The signature of Berthoud, the pre-eminent clock-maker of the 1750-60s, and the exceptional quality of the casting and chasing confirms that the present clock is one of the earliest versions and an important precursor of neo-classical taste in France.

 

Robert Osmond (1711-1789)

The bronze castor Robert Osmond was born in Canisy, near Saint-Lô; he served his apprenticeship in the workshop of Louis Regnard, a master foundryman specializing in clay and sand casting, and became a master bronze castor in Paris in 1746. He was first established on Rue des Canettes, in the parish of St. Sulpice, and from 1761 onward, on Rue de Mâcon. Robert Osmond became a juror for his guild, thereby securing some protection for his rights as a creator. In 1753, his nephew left Normandy to join him, and in 1761, the workshop moved to Rue de Mâcon. His nephew, Jean-Baptiste Osmond (1742–after 1790), was admitted as a master in 1764; after that date, he worked with his uncle; their collaboration was so close that it is difficult to distinguish between their respective contributions. Robert Osmond retired around 1775. Jean-Baptiste, who continued to run the workshop after his uncle’s departure, soon faced difficulties; he went bankrupt in 1784. His uncle Robert died in 1789.

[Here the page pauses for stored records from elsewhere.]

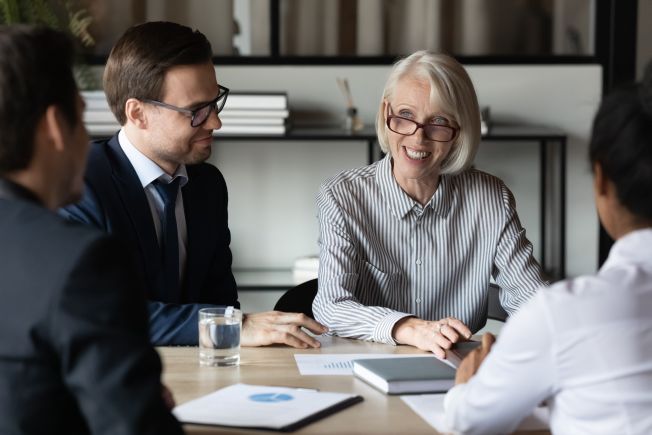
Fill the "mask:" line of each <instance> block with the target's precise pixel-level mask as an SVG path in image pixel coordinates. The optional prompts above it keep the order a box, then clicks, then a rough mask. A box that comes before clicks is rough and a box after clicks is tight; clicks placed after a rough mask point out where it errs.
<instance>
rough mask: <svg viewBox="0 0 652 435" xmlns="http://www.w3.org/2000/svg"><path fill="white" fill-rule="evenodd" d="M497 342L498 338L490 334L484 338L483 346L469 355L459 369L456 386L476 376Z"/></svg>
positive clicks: (467, 355)
mask: <svg viewBox="0 0 652 435" xmlns="http://www.w3.org/2000/svg"><path fill="white" fill-rule="evenodd" d="M495 342H496V337H494V335H493V334H491V333H489V332H487V333H486V334H485V335H483V336H482V346H480V347H478V348H477V349H474V350H473V351H472V352H471V353H470V354H468V355H467V356H466V358H464V360H462V364H460V366H459V367H458V368H457V373H456V374H455V384H464V383H466V382H467V381H468V380H469V379H471V378H472V377H473V375H475V373H476V372H477V371H478V369H479V368H480V365H481V364H482V361H484V359H485V358H486V357H487V355H488V354H489V351H490V350H491V346H493V345H494V343H495Z"/></svg>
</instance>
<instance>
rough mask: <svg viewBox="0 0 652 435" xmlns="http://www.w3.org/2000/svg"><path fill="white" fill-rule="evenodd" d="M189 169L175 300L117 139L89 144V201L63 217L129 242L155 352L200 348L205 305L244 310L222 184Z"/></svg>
mask: <svg viewBox="0 0 652 435" xmlns="http://www.w3.org/2000/svg"><path fill="white" fill-rule="evenodd" d="M187 170H188V183H187V184H186V185H185V186H184V187H183V189H182V192H183V205H184V209H185V214H186V226H187V230H188V246H187V251H186V252H187V257H186V271H185V282H184V283H182V289H181V290H180V291H179V293H178V294H175V295H167V294H166V293H165V292H164V287H163V283H162V280H163V277H164V274H163V273H162V264H161V260H160V258H161V251H160V248H159V245H158V241H157V240H156V230H155V228H154V221H153V218H152V213H151V211H150V208H149V203H148V202H147V197H146V196H145V191H144V189H143V187H142V185H141V183H140V181H139V179H138V175H136V171H135V170H134V168H133V166H132V165H131V163H130V162H129V159H127V156H126V155H125V154H124V152H123V151H122V148H120V144H119V143H118V136H117V135H116V136H113V137H112V138H111V139H110V140H108V141H98V142H94V143H93V144H92V145H91V151H90V154H89V160H88V167H87V170H86V177H85V180H86V190H85V193H84V198H83V199H82V200H81V202H79V203H78V204H75V205H72V206H68V207H66V208H65V209H63V210H62V211H61V213H62V214H63V215H64V216H66V217H68V218H70V219H73V220H77V221H79V222H83V223H86V224H90V225H92V226H94V227H96V228H99V229H101V230H102V231H105V232H108V233H111V234H115V235H117V236H120V237H121V238H123V239H124V240H127V241H129V242H130V243H131V245H132V247H133V248H134V251H135V252H136V253H137V256H138V259H137V264H138V267H139V268H140V269H141V270H142V272H143V274H144V276H145V280H146V284H145V293H146V294H147V299H148V300H149V303H148V309H149V316H150V338H151V341H152V343H153V344H155V345H157V346H162V345H196V344H197V341H198V339H197V311H198V310H199V309H200V308H202V307H204V306H207V305H206V304H213V305H234V306H236V307H239V306H240V305H239V303H238V294H237V290H236V285H235V280H234V278H233V273H232V272H231V259H232V257H231V250H230V248H229V244H230V242H231V234H230V232H229V227H228V222H227V190H226V183H225V181H224V177H223V176H222V174H221V173H220V171H219V170H218V169H217V168H216V167H214V166H212V165H209V164H206V163H202V164H199V165H191V166H188V167H187Z"/></svg>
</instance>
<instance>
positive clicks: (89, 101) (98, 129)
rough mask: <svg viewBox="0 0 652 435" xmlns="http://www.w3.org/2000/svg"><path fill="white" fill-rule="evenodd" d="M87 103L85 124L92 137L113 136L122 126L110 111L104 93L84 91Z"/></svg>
mask: <svg viewBox="0 0 652 435" xmlns="http://www.w3.org/2000/svg"><path fill="white" fill-rule="evenodd" d="M82 97H83V98H84V101H86V110H85V111H84V123H85V124H86V130H88V134H90V135H91V136H111V135H113V134H115V133H116V132H117V131H118V130H119V129H120V124H118V121H117V120H116V119H115V116H114V115H113V112H111V109H109V103H108V102H107V101H106V95H105V94H104V91H83V92H82Z"/></svg>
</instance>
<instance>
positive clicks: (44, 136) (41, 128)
mask: <svg viewBox="0 0 652 435" xmlns="http://www.w3.org/2000/svg"><path fill="white" fill-rule="evenodd" d="M65 123H66V120H65V117H64V116H63V113H62V112H61V109H60V108H59V107H57V106H54V105H51V106H48V108H47V109H45V114H43V117H42V118H41V121H40V122H39V123H38V127H37V131H36V138H37V140H38V139H39V136H40V139H42V140H45V141H47V142H48V143H51V144H52V145H53V148H54V149H55V150H56V151H59V152H61V151H63V150H64V149H65V148H66V143H65V140H64V136H65V135H64V128H66V125H65Z"/></svg>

Prolific bronze casters and engravers, the Osmonds practiced the Louis XV and Neoclassical styles with equal success. Although they produced all kinds of decorative bronzes, including andirons, sconces, and inkwells, today they are best known for their clock cases. Initially devoted to the Rococo style, by the early 1760s they adopted the new Neoclassical style, of which they soon became masters. 

 

Ferdinand Berthoud (1727-1807)

Berthoud is considered one of the greatest clock-makers of the second half of the 18th Century. He was responsible for a number of important innovations of the day in time-keeping and navigation and worked primarily for the Crown.

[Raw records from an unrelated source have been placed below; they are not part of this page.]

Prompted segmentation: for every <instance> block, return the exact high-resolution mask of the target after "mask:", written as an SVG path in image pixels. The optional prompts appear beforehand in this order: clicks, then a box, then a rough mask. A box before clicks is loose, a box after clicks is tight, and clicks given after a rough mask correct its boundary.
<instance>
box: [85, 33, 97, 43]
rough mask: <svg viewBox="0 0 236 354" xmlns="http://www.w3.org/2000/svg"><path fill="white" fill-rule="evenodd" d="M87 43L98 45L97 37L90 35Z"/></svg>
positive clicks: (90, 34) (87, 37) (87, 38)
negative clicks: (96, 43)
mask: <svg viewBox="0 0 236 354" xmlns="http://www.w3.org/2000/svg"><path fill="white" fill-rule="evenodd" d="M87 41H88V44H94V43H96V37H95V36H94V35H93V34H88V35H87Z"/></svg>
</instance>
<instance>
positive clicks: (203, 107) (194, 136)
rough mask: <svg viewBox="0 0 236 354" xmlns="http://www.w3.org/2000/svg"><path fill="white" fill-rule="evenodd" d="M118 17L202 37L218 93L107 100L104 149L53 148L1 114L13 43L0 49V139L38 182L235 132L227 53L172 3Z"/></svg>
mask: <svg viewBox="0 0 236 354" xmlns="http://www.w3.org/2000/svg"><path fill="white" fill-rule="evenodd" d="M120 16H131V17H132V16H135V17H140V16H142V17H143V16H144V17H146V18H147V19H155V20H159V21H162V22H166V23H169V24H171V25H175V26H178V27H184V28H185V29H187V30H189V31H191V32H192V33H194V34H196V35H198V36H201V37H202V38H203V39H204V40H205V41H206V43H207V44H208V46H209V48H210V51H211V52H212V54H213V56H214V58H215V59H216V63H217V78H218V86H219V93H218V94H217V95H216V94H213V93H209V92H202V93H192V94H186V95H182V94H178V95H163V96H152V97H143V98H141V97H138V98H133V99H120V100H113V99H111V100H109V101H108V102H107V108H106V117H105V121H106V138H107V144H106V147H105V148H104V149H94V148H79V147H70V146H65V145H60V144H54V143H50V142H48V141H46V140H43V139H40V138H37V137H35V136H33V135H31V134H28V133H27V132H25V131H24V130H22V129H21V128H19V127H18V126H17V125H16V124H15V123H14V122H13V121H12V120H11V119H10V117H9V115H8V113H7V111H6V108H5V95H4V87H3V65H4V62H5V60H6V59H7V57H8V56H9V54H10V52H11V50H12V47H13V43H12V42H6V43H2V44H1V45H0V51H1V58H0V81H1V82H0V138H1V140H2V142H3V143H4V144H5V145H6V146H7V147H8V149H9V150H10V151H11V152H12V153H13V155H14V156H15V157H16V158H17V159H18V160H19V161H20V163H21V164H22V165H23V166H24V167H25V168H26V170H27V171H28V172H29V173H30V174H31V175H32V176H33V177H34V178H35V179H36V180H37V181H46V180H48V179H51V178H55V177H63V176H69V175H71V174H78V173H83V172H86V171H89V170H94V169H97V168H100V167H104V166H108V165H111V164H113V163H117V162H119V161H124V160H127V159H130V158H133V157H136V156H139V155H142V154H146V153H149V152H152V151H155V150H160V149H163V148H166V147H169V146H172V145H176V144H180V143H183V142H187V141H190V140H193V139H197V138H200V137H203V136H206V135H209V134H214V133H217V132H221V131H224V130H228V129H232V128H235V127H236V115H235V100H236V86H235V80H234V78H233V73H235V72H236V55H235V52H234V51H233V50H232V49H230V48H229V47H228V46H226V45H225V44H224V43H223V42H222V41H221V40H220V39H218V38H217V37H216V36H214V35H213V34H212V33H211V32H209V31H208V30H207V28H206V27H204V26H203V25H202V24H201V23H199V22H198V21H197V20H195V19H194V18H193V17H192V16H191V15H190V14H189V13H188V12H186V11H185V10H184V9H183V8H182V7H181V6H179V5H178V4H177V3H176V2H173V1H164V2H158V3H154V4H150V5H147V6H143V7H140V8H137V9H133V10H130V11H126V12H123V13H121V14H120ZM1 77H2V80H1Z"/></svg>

His first theoretical work, an equation clock, was approved by the Academy of Sciences in 1752. Two years later, the Academy awarded him prizes for a new equation clock and an equation watch. That same year, Berthoud submitted his first findings regarding marine clocks, to the study of which he would henceforth devote himself. His first marine clock was approved in 1764. On this occasion, he was commissioned to create a pendulum clock for the King’s Council Chamber at Versailles, for which Dauthiau was responsible for maintenance. Starting in 1766, he designed all the marine clocks and watches used on the king’s ships, and beginning in 1770, in his own words, he abandoned “public work,” entrusting the management of his workshop to his nephews Henri, then Louis, who worked under their uncle’s name.

As early as 1753, he published a “letter on clockmaking” in the journal Helvétique, followed notably by the Essay on Clockmaking (1763), the Treatise on Marine Clocks (1773), On the Measurement of Time (1787), and A History of the Measurement of Time by Clocks (1802).